Nachteil dieser Variante ist die Gefahr einer Art Zwei-Klassen-Shiatsu sowie der Unklarheit bei KlientInnen und Politik, dh.: wie unterscheidet man in der Praxis AbsolventInnen des basic und des advanced Levels?

IN WELCHE RICHTUNG DIE GESAMTEUROPÄISCHE NEUSTRUKTURIERUNG UNSER BERUFSFELD BEWEGEN WIRD, KÖNNEN WIR ALS VERTRETER EINER EINZELMETHODE KAUM BEEINFLUSSEN. Das bedeutet: Es braucht Strategien, die es uns ermöglichen, Shiatsu in der veränderten Arbeitswelt des europäischen Gesundheitssystems so zu positionieren, dass die auf uns zukommenden neuen Entwicklungen in unserem Berufsfeld nicht zur Zerrüttung unserer beruflichen Existenzgrundlagen führen. QUALITÄTSSICHERUNG DURCH DEN DACHVERBAND WIRD WICHTIGER DENN JE.

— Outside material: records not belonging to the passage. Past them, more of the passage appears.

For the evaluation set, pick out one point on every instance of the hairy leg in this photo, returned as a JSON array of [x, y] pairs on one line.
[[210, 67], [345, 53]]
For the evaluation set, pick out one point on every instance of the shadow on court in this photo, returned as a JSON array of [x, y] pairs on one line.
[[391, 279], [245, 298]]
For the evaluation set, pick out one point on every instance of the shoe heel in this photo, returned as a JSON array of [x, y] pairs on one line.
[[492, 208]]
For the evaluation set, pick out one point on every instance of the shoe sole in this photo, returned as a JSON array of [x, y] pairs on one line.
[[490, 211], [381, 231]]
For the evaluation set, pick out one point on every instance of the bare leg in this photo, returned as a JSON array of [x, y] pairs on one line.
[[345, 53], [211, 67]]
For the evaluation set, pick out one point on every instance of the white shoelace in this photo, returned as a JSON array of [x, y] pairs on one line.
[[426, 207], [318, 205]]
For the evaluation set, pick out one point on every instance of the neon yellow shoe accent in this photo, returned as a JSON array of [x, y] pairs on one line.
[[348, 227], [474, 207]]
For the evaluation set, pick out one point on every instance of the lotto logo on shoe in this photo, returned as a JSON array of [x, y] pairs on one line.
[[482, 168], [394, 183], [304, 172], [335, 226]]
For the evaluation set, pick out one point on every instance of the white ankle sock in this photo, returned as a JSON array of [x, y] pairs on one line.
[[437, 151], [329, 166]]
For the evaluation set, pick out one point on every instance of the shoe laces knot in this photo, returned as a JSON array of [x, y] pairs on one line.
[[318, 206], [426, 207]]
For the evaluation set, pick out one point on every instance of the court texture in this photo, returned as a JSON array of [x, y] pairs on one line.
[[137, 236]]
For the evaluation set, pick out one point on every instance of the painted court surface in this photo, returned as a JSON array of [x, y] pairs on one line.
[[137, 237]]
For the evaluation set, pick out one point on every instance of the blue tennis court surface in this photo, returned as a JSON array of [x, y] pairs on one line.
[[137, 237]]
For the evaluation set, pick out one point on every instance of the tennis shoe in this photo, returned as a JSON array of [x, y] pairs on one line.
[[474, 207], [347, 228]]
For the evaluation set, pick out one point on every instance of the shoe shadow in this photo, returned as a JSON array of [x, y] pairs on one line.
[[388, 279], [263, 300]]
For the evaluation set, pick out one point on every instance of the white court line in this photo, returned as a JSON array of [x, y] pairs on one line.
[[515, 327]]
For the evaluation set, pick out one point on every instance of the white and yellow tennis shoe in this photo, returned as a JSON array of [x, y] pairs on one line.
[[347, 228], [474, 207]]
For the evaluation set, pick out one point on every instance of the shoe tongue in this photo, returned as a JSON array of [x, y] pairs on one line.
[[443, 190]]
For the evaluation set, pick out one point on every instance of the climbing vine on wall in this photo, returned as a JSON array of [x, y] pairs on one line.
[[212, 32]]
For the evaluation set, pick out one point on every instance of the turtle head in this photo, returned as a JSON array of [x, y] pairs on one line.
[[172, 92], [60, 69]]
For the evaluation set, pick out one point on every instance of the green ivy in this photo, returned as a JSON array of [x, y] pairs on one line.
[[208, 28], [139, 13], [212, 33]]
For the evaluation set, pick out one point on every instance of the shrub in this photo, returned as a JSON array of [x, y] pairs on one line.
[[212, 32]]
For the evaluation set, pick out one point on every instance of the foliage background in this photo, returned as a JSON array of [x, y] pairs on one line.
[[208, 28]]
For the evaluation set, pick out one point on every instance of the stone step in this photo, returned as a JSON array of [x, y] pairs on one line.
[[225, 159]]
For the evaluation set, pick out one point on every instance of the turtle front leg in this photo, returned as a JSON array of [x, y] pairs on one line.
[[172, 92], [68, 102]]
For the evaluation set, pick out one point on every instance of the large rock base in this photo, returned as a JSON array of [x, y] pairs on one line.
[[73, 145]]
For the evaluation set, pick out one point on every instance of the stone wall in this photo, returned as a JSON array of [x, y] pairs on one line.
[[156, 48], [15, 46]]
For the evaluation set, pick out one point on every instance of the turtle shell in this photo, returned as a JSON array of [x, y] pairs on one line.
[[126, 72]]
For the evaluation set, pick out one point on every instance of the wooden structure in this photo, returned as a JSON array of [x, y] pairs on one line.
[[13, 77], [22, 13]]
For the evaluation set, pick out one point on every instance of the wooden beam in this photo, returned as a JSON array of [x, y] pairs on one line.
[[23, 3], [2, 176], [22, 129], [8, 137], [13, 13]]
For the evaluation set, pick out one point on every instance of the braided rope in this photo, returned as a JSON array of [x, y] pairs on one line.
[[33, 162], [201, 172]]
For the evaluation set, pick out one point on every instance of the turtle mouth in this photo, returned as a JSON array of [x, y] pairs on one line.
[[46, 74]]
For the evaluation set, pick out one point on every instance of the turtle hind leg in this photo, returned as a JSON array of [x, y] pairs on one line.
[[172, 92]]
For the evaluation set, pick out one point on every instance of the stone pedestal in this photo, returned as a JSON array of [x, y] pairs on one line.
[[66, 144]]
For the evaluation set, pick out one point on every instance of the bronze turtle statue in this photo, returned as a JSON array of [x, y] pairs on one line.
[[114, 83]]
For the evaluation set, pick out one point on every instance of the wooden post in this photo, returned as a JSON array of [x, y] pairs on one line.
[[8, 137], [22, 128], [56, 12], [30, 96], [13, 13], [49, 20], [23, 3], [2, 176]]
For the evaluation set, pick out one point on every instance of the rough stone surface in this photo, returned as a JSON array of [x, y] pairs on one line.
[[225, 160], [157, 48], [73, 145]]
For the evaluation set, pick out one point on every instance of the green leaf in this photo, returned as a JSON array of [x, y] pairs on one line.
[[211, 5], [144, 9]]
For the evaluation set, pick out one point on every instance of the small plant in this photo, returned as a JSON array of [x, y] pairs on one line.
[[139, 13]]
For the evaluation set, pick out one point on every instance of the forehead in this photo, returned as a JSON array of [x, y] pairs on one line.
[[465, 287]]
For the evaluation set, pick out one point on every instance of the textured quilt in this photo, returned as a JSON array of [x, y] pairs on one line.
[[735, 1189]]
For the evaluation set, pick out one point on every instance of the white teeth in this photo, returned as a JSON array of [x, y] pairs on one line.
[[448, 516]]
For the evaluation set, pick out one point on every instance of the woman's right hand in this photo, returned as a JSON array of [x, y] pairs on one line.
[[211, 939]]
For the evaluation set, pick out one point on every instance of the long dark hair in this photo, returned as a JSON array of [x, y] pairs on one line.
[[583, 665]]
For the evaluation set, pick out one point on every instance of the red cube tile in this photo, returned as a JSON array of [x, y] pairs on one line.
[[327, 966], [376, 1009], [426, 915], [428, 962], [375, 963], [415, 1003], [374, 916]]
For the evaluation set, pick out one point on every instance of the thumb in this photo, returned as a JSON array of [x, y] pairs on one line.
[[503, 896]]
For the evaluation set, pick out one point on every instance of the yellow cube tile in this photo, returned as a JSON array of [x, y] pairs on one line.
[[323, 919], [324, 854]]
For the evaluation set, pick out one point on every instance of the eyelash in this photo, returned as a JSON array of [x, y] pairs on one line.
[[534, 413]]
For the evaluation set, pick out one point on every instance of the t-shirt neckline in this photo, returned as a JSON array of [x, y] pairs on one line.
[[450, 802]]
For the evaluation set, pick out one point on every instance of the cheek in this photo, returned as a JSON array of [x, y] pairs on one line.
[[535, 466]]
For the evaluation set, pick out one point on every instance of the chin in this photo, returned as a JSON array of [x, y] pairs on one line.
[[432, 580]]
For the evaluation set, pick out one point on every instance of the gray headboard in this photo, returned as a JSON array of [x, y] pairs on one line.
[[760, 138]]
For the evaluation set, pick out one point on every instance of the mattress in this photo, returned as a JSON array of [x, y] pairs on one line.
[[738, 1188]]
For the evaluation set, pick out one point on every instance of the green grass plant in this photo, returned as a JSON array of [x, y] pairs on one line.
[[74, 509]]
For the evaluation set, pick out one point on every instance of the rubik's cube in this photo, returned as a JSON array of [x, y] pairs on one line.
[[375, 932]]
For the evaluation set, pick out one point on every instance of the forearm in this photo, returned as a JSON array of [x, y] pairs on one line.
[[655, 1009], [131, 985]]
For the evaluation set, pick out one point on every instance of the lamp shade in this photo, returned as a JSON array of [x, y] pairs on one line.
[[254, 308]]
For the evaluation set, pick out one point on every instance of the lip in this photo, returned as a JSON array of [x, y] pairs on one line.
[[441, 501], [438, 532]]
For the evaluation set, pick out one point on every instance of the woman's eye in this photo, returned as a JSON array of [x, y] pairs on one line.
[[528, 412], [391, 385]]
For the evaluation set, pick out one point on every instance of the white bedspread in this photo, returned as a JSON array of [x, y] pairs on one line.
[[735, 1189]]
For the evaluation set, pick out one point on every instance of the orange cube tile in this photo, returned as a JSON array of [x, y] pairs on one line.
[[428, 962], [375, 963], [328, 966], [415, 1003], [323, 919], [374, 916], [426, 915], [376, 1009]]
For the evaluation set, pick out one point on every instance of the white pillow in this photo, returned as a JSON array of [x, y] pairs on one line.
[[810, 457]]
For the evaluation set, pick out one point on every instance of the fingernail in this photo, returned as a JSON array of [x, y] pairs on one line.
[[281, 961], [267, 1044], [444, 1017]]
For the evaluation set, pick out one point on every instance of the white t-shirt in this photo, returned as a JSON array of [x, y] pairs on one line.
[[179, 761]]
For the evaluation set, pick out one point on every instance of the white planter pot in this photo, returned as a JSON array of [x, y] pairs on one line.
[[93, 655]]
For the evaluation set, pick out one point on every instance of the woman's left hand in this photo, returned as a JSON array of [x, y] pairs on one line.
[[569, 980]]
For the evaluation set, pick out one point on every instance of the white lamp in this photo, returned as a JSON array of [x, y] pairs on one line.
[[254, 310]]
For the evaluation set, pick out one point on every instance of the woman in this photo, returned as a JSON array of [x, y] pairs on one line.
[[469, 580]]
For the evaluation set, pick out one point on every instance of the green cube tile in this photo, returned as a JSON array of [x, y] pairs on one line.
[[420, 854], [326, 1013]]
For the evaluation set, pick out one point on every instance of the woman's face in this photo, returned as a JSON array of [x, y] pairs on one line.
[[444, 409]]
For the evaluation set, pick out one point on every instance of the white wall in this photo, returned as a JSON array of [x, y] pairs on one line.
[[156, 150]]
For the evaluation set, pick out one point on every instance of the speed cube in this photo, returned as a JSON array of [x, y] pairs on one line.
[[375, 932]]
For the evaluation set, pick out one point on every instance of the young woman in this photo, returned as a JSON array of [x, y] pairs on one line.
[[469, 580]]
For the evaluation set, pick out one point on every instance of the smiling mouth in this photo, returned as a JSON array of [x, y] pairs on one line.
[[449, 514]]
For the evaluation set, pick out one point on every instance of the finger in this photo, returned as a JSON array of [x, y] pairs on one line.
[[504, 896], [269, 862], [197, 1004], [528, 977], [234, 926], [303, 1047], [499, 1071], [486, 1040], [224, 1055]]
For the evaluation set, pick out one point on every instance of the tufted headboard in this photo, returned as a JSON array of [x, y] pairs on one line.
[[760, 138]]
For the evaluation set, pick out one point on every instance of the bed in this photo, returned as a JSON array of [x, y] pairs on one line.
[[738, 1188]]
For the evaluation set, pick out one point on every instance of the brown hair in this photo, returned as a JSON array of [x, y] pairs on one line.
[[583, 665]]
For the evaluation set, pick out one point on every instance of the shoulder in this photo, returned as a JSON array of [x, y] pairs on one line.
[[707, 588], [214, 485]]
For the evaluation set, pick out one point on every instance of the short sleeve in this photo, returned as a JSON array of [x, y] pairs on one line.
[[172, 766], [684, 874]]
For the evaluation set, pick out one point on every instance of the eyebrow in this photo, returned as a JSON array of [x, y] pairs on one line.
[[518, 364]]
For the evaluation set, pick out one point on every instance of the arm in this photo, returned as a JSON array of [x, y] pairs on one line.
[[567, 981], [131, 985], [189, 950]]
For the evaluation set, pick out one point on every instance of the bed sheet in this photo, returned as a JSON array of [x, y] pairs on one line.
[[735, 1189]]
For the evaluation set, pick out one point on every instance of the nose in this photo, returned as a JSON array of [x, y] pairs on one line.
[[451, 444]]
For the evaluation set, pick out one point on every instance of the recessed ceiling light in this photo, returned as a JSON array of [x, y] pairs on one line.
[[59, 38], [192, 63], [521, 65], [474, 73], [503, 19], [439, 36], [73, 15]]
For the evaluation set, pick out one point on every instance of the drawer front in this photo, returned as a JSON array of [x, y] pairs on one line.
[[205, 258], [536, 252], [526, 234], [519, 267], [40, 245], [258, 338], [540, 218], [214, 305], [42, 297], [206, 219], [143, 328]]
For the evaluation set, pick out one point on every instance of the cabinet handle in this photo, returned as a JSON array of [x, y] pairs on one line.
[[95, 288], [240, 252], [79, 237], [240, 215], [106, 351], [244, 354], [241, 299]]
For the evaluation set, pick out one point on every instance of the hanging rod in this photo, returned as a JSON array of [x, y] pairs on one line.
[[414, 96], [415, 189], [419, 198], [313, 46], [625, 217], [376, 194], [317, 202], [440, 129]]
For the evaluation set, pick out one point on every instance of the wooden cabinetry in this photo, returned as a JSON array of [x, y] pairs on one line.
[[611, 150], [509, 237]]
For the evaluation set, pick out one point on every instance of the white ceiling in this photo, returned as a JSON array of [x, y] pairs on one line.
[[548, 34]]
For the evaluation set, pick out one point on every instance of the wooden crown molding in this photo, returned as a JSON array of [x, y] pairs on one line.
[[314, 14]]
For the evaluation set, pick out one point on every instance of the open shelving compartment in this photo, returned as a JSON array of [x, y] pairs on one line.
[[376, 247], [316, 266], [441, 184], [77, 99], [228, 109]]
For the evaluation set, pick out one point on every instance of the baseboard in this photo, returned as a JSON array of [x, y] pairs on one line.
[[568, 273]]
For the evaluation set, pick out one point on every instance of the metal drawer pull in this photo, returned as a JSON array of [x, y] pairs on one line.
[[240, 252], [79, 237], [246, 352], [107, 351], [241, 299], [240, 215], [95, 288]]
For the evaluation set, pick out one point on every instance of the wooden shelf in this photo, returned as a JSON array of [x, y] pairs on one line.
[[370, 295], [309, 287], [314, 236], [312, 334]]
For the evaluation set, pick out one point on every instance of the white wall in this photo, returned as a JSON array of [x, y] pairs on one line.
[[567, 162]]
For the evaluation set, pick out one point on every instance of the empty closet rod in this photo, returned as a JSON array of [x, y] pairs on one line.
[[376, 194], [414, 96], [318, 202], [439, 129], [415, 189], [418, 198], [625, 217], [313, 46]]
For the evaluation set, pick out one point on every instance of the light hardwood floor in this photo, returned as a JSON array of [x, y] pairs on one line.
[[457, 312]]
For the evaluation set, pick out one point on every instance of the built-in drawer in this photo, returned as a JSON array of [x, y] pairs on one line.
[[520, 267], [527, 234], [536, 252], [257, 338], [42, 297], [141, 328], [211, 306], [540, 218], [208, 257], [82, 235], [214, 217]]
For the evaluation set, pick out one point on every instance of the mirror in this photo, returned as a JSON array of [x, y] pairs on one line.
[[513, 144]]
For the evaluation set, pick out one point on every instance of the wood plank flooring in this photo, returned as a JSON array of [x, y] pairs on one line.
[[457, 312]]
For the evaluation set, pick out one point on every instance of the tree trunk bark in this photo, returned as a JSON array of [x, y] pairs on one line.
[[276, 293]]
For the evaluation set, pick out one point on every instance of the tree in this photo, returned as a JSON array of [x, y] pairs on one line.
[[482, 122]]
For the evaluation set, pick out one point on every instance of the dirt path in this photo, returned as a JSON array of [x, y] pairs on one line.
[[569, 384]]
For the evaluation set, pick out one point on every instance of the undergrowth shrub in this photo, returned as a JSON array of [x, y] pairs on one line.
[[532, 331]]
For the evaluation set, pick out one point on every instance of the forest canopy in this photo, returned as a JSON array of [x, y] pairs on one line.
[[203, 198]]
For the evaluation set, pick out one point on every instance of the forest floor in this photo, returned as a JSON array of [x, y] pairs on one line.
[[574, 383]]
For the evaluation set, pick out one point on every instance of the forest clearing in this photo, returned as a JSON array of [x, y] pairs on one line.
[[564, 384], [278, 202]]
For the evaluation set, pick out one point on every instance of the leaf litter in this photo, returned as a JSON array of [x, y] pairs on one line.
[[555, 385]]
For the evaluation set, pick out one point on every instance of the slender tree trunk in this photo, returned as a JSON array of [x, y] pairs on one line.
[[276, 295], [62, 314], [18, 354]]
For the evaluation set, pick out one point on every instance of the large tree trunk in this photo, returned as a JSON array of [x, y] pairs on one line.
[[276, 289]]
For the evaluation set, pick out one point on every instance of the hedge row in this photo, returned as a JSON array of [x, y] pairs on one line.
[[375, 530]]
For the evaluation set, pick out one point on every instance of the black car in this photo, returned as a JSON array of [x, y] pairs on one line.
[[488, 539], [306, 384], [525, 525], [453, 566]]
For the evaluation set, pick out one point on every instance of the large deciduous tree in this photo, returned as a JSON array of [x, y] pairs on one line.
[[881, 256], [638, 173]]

Es braucht einen starken ÖDS, der mit zertifizierten Ausbildungen (mit dem offiziell anerkannten QUALITÄTSSIEGEL „QUALIFIED SHIATSU PRACTITIONER“) und entsprechender Öffentlichkeitsarbeit für die QUALITÄTSMARKE „SHIATSU“ garantieren kann und im gemeinsamen Vorgehen mit anderen CAM-Anbietern – je mehr ähnliche Methoden sich zusammenschließen, desto größer sind die Möglichkeiten einer Berücksichtigung durch die Gesetzgebung – SPRACHROHRFUNKTION übernimmt.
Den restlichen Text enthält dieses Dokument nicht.